Previous records for an Einstein manuscript were $ 2.8 million (2.4 million euros) in 2018 in New York City for a letter about God, and $ 1.56 million (1.39 million euros) 'euros) in 2017 in Jerusalem for a letter on the secret of happiness.

The document sold on Tuesday, estimated between two and three million euros, was sold at 11.6 million euros with costs (10.2 million without costs).

Unlike those which had broken the previous two records, it is a scientific working document, which makes it rare.

It is an autograph manuscript of 54 pages written in 1913 and 1914, in Zurich (Switzerland), by the German-born physicist and his collaborator and confidant, Michele Besso.

The manuscript presented in Paris, November 22, 2021 Alain JOCARD AFP

"The scientific autograph documents of Einstein from this period, and more generally from before 1919, are extremely rare", pointed out before the Christie's sale, where the auction for the Aguttes house took place.

These started at 1.5 million and flew in a few minutes, ending with a battle between two buyers over the phone in increments of 200,000 euros.

The nationality of the purchaser was not known in the early evening.

A hundred curious and collectors were present in the room, none of them being a bidder.

Genie and pop figure

According to Christie's, it is thanks to Besso that "the manuscript has, almost miraculously, come down to us: Einstein probably would not have bothered to keep what appeared to him to be a working document".

After his theory of special relativity, which made him demonstrate in 1905 the famous formula E = mc², Einstein began to work on a theory of general relativity.

A manuscript of Albert Einstein, auctioned at Christie's, photo of November 22, 2021 Alain JOCARD AFP

This theory of gravity, finally published in November 1915, revolutionized our understanding of the universe.

Died in 1955 at the age of 76, Einstein has become a symbol of scientific genius as much as a pop figure, with the famous 1951 photo where he sticks his tongue out.

At the beginning of 1913, he and Besso "tackle one of the problems that the scientific community has been facing for decades: the anomaly of the orbit of the planet Mercury", recalls Christie's.

The two scientists will solve this riddle.

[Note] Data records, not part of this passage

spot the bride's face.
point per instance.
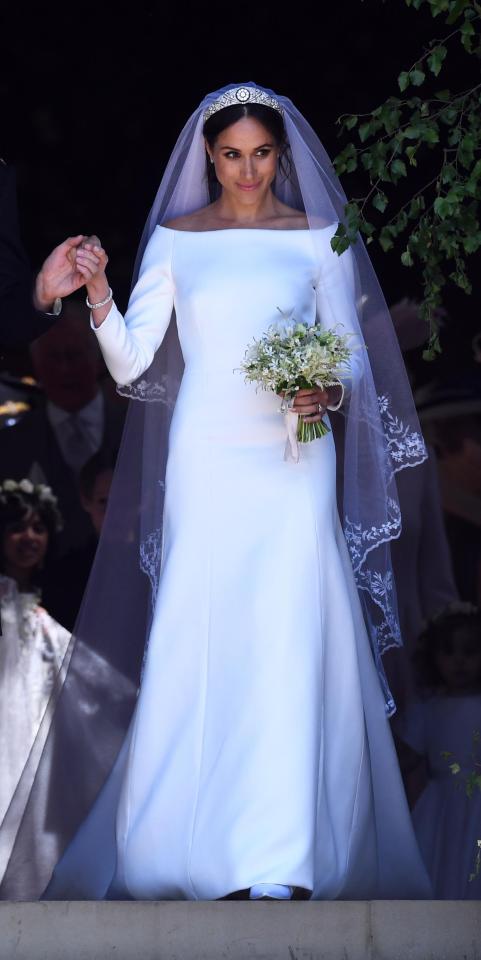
(245, 156)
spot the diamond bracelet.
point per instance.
(101, 303)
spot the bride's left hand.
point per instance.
(311, 405)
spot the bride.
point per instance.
(258, 760)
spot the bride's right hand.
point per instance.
(91, 261)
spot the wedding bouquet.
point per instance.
(293, 356)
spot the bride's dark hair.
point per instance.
(269, 118)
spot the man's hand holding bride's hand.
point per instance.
(91, 263)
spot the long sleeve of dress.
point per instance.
(129, 343)
(336, 299)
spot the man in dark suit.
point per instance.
(52, 442)
(28, 308)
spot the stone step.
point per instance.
(241, 930)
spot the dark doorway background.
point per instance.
(94, 96)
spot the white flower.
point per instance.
(26, 486)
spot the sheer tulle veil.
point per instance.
(377, 436)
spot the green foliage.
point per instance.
(472, 782)
(438, 226)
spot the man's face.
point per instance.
(66, 364)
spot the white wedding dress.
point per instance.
(259, 750)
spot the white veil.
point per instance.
(377, 436)
(381, 430)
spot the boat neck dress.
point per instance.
(259, 750)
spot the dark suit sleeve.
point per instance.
(19, 321)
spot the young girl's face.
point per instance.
(459, 661)
(24, 546)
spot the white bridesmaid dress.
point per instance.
(259, 751)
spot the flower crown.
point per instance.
(40, 491)
(241, 95)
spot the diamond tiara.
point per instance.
(241, 95)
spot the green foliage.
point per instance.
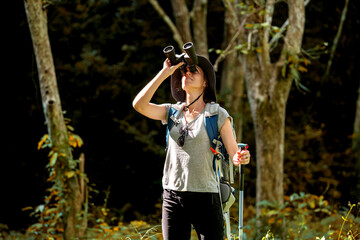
(49, 214)
(305, 216)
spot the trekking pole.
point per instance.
(242, 146)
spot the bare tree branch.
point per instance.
(336, 40)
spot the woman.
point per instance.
(190, 196)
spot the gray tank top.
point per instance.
(190, 168)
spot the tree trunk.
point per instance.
(268, 94)
(37, 20)
(232, 78)
(356, 143)
(198, 15)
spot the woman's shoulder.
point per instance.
(215, 108)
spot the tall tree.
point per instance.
(57, 130)
(268, 85)
(268, 81)
(356, 141)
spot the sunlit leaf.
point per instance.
(53, 159)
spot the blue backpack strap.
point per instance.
(174, 111)
(211, 128)
(211, 119)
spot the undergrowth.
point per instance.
(302, 216)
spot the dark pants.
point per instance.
(201, 210)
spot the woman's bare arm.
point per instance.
(142, 102)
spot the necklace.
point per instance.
(186, 108)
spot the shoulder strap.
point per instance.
(172, 118)
(211, 119)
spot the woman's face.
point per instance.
(193, 81)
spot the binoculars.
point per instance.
(190, 62)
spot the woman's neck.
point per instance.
(194, 102)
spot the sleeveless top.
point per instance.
(190, 168)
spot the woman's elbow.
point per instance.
(136, 105)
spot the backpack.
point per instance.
(223, 167)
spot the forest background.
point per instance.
(106, 51)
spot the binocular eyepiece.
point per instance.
(190, 62)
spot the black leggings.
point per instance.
(201, 210)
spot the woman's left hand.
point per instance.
(241, 157)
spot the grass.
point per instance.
(302, 216)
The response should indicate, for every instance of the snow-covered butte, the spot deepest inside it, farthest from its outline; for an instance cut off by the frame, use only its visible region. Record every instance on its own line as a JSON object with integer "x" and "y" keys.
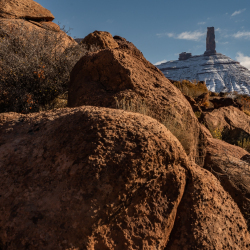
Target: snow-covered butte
{"x": 219, "y": 72}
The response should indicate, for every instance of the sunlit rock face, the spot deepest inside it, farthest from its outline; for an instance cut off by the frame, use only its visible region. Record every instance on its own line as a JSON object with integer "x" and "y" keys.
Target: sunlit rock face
{"x": 220, "y": 73}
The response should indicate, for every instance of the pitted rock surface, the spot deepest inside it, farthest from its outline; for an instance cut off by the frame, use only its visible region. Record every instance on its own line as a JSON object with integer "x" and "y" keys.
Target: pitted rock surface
{"x": 111, "y": 75}
{"x": 102, "y": 39}
{"x": 27, "y": 9}
{"x": 98, "y": 178}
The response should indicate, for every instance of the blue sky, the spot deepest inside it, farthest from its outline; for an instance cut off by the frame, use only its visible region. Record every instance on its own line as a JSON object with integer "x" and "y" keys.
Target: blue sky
{"x": 162, "y": 29}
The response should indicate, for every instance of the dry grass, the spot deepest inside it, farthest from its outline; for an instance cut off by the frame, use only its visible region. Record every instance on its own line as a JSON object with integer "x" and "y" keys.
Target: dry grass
{"x": 34, "y": 71}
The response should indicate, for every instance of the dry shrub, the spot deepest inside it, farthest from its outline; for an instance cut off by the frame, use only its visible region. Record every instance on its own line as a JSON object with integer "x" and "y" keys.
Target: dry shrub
{"x": 192, "y": 89}
{"x": 244, "y": 143}
{"x": 245, "y": 101}
{"x": 34, "y": 68}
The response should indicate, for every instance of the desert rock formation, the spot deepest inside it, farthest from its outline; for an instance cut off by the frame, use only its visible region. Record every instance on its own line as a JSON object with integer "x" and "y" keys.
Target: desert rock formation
{"x": 98, "y": 178}
{"x": 219, "y": 72}
{"x": 210, "y": 42}
{"x": 230, "y": 121}
{"x": 26, "y": 9}
{"x": 231, "y": 166}
{"x": 28, "y": 16}
{"x": 101, "y": 39}
{"x": 122, "y": 74}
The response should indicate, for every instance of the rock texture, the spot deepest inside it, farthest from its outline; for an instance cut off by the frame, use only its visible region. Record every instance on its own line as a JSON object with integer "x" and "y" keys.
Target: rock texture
{"x": 233, "y": 123}
{"x": 204, "y": 216}
{"x": 29, "y": 16}
{"x": 27, "y": 9}
{"x": 225, "y": 102}
{"x": 231, "y": 166}
{"x": 97, "y": 178}
{"x": 219, "y": 72}
{"x": 102, "y": 39}
{"x": 122, "y": 77}
{"x": 210, "y": 42}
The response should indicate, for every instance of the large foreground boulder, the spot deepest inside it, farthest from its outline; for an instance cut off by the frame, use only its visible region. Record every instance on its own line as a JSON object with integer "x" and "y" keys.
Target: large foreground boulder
{"x": 231, "y": 123}
{"x": 97, "y": 178}
{"x": 231, "y": 166}
{"x": 121, "y": 77}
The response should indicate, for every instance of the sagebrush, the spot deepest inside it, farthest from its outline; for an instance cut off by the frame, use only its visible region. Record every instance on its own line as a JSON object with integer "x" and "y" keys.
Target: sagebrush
{"x": 35, "y": 67}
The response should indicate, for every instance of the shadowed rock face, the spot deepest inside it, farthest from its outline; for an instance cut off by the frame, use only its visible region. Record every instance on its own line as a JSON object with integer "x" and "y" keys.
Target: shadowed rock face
{"x": 27, "y": 9}
{"x": 98, "y": 178}
{"x": 123, "y": 73}
{"x": 29, "y": 16}
{"x": 232, "y": 122}
{"x": 102, "y": 39}
{"x": 230, "y": 165}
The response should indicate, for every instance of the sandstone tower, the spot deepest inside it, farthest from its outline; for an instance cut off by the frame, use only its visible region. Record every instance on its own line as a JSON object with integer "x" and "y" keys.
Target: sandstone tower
{"x": 210, "y": 42}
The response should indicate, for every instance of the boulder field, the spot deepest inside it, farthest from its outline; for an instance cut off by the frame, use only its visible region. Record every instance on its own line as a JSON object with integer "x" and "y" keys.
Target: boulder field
{"x": 29, "y": 16}
{"x": 99, "y": 178}
{"x": 118, "y": 74}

It is not in the calculations lying on this manuscript, which count "a certain number of errors which have gone unnoticed".

When Einstein spotted them, he no longer cared about this manuscript, taken away by Besso.

"Being one of only two working manuscripts documenting the genesis of the theory of general relativity to have survived, it is an extraordinary testimony to Einstein's work and allows us a fascinating dive into the mind of the greatest scientist. of the twentieth century ", according to Christie's.

The other document known from this crucial period in the physicist's research, known as the "Zurich notebook" (late 1912, early 1913), is in fact kept in the Einstein archives of the Hebrew University of Jerusalem.